Ketika itu tahun 1960,
Atas prakarsa Ketua Pekuper Aceh Tengah/Dandim 0106 Tango Mayor Z. Aksyah yang mengutus Zuska, AR. Moese dan Sadimah untuk segera berangkat ke Banda Aceh mendampingi KGAAT Banda Aceh mempersiapkan atraksi kesenian Aceh Tengah yang akan bergabung dengan sanggar Pocut Baren dalam rangka menghadiri Kongres Pemuda di Bandung. Sanggar Pocut Baren yang yang menangani tari-tarian Aceh lainnya sudah berlatih lebih dulu dan telah siap untuk berangkat, demikian juga dengan grup seudatinya, sementara Aceh Tengah belum punya persiapan meski waktu keberangkatan ke Bandung tinggal menghitung hari.
Adalah AR. Moese yang mencetuskan ide untuk membuat sebuah tari yang menggambarkan kehidupan orang Gayo yang gotong royong dalam pekerjaan berume (bersawah). Tanpa berpikir lama, dengan kerjasama yang baik dalam waktu yang relatif singkat tari ini pun berhasil dirampungkan dan diberi nama Tari Resam Berume.
Saat kontingen Aceh tampil, tari Resam berume pertama ditampilkan, diiringi gitar dan suara vokal AR. Moese delapan penari pria dan delapan penari puteri tampak dinamis, padu dan kompak. M. Kasim AS salah satu penonton yang terkesima sampai sampai menamakan tari ini dengan tari Holupis Kuntul Baris. Menyusul kemudian tari Top Pade dari sanggar Pocut Baren dan tari Tarik Pukat dari grup Seudati dibawah pimpinan Bapak Ampun Ma’e. Ketiga tari ini menjadi satu dengan nama Tari Punca Utama.
Pelaku tari Resam Berume saat itu adalah :
Pengiring Tari, Vokalis, Gitar: AR. Moese
Penari Putera : S. Kilang, Bona Kasim, Zuska, Asri, Zulthain, Banta Tjoet, Yus, dan seorang lagi bapak tak ingat lagi namanya.
Penari Puteri : Sadimah, Jemilah, Siti Hajar, Chadijah, Zaleha, Fatimah, Rohana, Diniar Upik.
Beberapa saat setelah Kongres Pemuda, Urril Ajdam I Iskandar Muda dalam lawatannya ke Jawa dan Bali juga membawakan Tari Punca Utama.
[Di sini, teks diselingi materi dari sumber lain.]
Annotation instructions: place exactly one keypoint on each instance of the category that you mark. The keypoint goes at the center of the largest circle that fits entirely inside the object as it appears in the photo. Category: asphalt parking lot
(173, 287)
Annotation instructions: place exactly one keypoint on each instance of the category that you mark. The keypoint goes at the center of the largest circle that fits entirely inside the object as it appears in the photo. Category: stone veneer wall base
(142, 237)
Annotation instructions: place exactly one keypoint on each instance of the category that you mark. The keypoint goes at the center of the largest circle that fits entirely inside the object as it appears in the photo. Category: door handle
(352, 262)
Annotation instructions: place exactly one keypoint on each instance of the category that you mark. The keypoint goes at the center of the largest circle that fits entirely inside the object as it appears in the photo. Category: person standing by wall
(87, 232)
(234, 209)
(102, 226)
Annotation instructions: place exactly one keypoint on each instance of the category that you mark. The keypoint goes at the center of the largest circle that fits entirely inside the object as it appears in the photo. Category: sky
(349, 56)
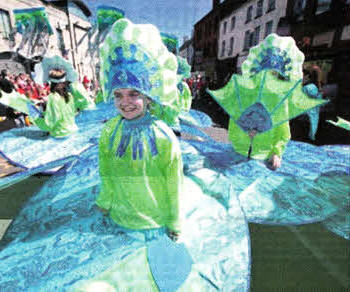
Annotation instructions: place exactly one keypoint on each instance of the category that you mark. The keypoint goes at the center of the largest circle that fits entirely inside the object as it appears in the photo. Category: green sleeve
(174, 176)
(281, 136)
(104, 199)
(186, 97)
(51, 116)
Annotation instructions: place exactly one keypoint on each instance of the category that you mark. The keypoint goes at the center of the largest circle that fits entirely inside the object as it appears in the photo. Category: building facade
(186, 51)
(246, 25)
(205, 41)
(322, 31)
(69, 24)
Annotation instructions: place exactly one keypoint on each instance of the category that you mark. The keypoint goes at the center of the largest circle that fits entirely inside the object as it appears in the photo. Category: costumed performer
(82, 99)
(74, 242)
(261, 101)
(59, 116)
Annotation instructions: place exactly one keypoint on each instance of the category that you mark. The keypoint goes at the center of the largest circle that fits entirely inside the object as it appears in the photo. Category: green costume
(82, 100)
(278, 138)
(265, 97)
(140, 160)
(141, 193)
(59, 116)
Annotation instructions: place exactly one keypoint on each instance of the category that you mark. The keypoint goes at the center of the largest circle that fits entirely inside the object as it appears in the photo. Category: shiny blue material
(60, 238)
(314, 114)
(34, 112)
(137, 131)
(169, 262)
(134, 74)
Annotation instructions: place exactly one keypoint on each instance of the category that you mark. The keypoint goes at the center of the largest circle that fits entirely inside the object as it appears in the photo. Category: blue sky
(171, 16)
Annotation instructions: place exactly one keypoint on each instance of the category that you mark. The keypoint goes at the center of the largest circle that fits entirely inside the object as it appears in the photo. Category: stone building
(69, 22)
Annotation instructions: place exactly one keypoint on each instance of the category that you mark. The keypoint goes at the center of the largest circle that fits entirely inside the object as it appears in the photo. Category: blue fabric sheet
(311, 186)
(60, 239)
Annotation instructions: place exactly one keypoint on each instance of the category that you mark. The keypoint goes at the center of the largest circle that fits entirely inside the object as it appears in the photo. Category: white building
(247, 26)
(68, 29)
(186, 51)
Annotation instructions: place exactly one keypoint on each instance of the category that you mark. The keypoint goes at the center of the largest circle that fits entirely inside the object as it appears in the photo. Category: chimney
(216, 4)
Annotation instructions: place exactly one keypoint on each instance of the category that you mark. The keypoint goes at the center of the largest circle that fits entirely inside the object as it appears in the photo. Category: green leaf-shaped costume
(140, 160)
(265, 98)
(82, 100)
(59, 116)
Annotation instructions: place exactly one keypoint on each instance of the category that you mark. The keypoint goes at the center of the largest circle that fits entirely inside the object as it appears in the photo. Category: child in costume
(139, 156)
(262, 100)
(140, 186)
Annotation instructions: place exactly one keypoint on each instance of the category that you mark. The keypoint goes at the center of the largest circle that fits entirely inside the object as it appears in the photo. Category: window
(231, 46)
(271, 6)
(5, 24)
(323, 5)
(223, 48)
(246, 40)
(259, 8)
(268, 28)
(251, 39)
(233, 22)
(256, 35)
(225, 27)
(249, 14)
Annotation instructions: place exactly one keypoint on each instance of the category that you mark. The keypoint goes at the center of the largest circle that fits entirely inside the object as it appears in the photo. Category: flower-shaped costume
(265, 97)
(76, 247)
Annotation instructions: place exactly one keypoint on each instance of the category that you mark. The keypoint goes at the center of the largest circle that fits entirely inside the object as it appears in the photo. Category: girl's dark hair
(61, 88)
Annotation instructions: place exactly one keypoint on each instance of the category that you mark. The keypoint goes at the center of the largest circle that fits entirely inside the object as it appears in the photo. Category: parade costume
(145, 153)
(60, 241)
(82, 100)
(264, 101)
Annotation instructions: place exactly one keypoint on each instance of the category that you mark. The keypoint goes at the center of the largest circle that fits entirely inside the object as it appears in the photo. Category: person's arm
(174, 176)
(281, 136)
(104, 199)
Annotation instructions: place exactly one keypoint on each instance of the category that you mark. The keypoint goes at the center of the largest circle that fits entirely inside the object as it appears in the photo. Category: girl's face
(130, 103)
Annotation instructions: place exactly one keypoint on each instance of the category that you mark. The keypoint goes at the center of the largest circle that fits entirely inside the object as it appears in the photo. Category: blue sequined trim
(135, 131)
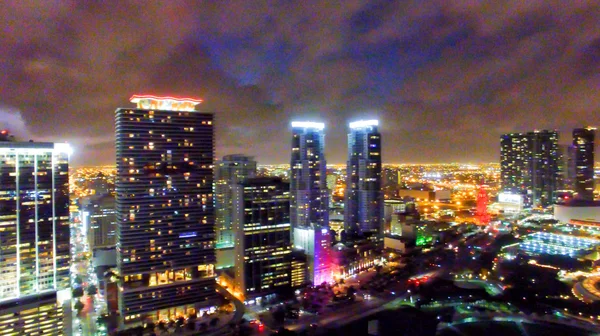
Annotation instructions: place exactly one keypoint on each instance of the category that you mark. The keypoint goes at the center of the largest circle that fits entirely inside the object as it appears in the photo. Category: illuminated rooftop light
(308, 124)
(149, 102)
(64, 148)
(364, 123)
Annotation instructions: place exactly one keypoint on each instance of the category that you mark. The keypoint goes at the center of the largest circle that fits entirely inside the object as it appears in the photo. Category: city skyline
(445, 73)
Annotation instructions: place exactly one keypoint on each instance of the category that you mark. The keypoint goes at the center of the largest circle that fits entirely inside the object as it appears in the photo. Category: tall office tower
(309, 197)
(530, 166)
(545, 170)
(364, 196)
(262, 236)
(34, 238)
(583, 142)
(164, 206)
(567, 167)
(308, 187)
(100, 220)
(233, 169)
(315, 242)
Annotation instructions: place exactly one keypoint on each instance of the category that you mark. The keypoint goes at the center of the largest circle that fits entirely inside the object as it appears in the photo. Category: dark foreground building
(34, 238)
(262, 236)
(164, 206)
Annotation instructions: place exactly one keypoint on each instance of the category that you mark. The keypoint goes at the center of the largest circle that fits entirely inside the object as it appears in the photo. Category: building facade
(34, 238)
(583, 143)
(364, 194)
(309, 202)
(530, 166)
(164, 207)
(233, 169)
(101, 221)
(262, 236)
(316, 243)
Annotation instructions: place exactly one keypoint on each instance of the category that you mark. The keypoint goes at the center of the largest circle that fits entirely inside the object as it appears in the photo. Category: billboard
(510, 198)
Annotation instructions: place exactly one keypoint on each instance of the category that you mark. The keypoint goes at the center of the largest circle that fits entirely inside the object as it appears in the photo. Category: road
(346, 314)
(85, 323)
(240, 309)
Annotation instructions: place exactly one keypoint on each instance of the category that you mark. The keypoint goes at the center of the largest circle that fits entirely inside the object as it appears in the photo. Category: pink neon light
(135, 98)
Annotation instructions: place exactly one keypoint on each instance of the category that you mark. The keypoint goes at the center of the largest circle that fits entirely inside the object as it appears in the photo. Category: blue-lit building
(583, 143)
(309, 196)
(363, 213)
(164, 208)
(556, 244)
(34, 238)
(309, 202)
(230, 171)
(261, 226)
(530, 166)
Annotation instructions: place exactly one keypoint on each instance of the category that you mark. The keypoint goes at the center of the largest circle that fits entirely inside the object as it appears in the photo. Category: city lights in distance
(308, 124)
(364, 123)
(149, 102)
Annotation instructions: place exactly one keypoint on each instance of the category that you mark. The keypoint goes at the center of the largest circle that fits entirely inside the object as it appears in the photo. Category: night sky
(445, 78)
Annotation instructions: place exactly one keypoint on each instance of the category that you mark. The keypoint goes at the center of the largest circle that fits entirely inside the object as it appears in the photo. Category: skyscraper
(583, 142)
(364, 195)
(309, 197)
(164, 206)
(567, 167)
(530, 166)
(101, 222)
(308, 186)
(232, 170)
(34, 238)
(262, 236)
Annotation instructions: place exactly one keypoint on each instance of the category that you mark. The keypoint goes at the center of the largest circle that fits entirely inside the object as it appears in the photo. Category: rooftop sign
(148, 102)
(364, 123)
(308, 124)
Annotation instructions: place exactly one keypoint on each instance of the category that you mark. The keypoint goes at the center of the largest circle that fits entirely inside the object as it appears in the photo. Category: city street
(85, 323)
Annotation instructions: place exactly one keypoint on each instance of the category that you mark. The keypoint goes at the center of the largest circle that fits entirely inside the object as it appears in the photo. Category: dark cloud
(446, 78)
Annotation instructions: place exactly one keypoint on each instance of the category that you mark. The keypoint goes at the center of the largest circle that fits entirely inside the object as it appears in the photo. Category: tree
(77, 292)
(92, 290)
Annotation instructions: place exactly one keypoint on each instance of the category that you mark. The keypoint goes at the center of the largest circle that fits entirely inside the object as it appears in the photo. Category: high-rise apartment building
(262, 236)
(583, 143)
(164, 206)
(315, 242)
(567, 167)
(530, 166)
(309, 198)
(100, 220)
(308, 186)
(364, 195)
(230, 171)
(34, 238)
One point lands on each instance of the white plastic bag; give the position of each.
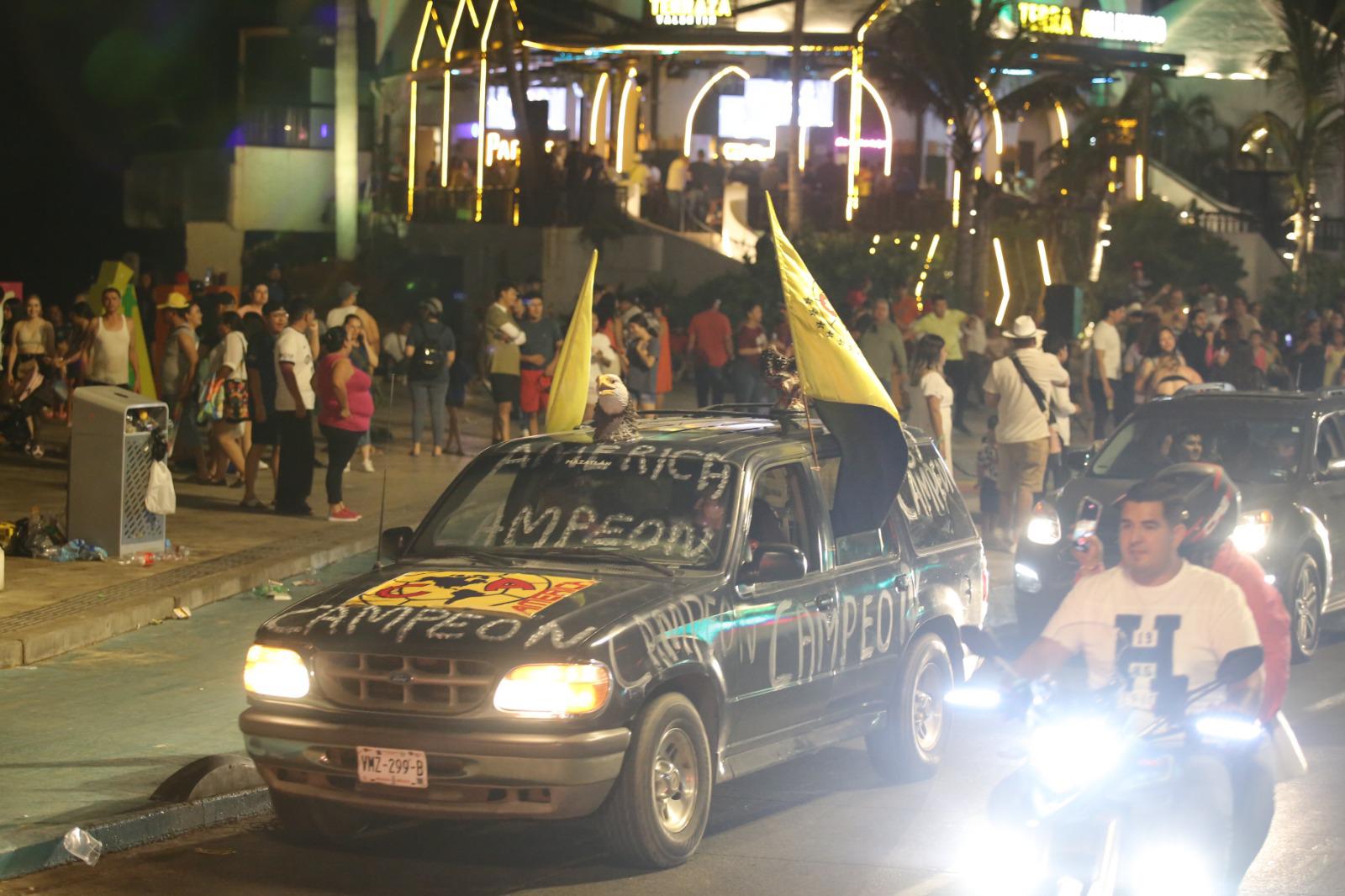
(161, 497)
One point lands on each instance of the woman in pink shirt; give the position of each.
(345, 408)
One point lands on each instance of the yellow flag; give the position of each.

Sebelum berangkat ke Bali, Z. Aksyah memerintahkan Zuska agar penari puteri memakai baju seragam yang oleh Zuska kemudian dijahitkan pada Abdullah Aman Saleh Hakim. Di kesempatan inilah pertama kalinya penari putri Gayo punya seragam baju kerawang, sebelumnya tidak ada keseragaman antara penari satu dengan lainnya sehingga pernah dapat julukan penari puteri Gayo berseragam Ija Bruk, baik di PKA I 1958 maupun di Kongres Pemuda 1960.